Donne e conoscenza storica  

Immagini di Giovanni Massara, Ferragosto al mare.1968

 

 

 

 

 

 

 

 

LE FOTOGRAFIE


Queste fotografie sono state scelte da me fra quelle scattate da mio padre durante le vacanze di famiglia a Praia a Mare (Cosenza).Sono ritratti femminili che fanno vedere particolari della cultura e delle usanze della gente contadina nel sud italiano. Questa donna nella foto di fianco ha lo scialle bianco in testa, accuratamente disposto con le frange che incorniciano il volto, dorato e cotto dal sole. Un'altra esibisce una crocchia di capelli saldamente intrecciati. Una donna anziana, invece, porta il fazzoletto nero in testa, probabilmente segno di lutto.

Altre donne sono insieme a chiacchierare; esibiscono differenze significative testimoniate dai vestiti poveri e integri, in alcuni casi stracciati. Due donne raccontano una storia di relazione: quella magra con quella forte, tre generazioni fanno colazione sedute sulla sabbia.
Poi ci sono i mestieri. Nelle mani di queste donne sopravvive l'arcolaio, ; una donna robusta riposa il grosso avambraccio sul macinino del caffè; una donna magra separa i semi da un grosso setaccio.


Dalla metà degli anni '60 in avanti, fino al 1977 mio padre - pubblicato in riviste e premiato in concorsi internazionali -
ha scattato centinaia di fotografie per i paesi dell'interno della Calabria. E' la documentazione di un' epoca e di una tradizione locale appartenuta a uomini e donne che vivevano di pastorizia, lavoro agricolo. Sulla costa c'era il lavoro industriale avviato da pochi anni e un turismo agli esordi. Perdurava la festa di Ferragosto, con la fiera e la vendita dei prodotti artigianali locali. Il 15 d'agosto era il giorno in cui la gente dell'interno scendeva al mare. In quegli anni portavano gli animali a bagnarsi nel mare. Tolte le scarpe le donne si rinfrescano i piedi nell'acqua.

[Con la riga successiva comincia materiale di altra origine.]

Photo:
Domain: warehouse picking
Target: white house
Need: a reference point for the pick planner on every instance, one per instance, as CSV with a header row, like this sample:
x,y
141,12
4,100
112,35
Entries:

Nella immagine della homepage: una donna vestita con le calze, nere, sta immersa fra le onde. Bagnarsi vestiti, uomini e donne, era il segno di appartenenza alla civiltà contadina meridionale. Forse per la gente di campagna, poverissima, com'erano in Calabria a quel tempo, era anche l'occasione per lavarsi, animali e umani; forse agiva una tacita e augurale purificazione. La giornata di ferragosto cominciava di mattina presto con il lavare le bestie, i cavalli e le pecore, poi andavano in processione alla Madonna della grotta. Dopo un percorso per la via principale del paese e superata una lunga scalinata di gradini di pietra la gente raggiungeva la grotta per la Messa e la benedizione. Qualche penitente saliva i gradini, per voto, in ginocchio.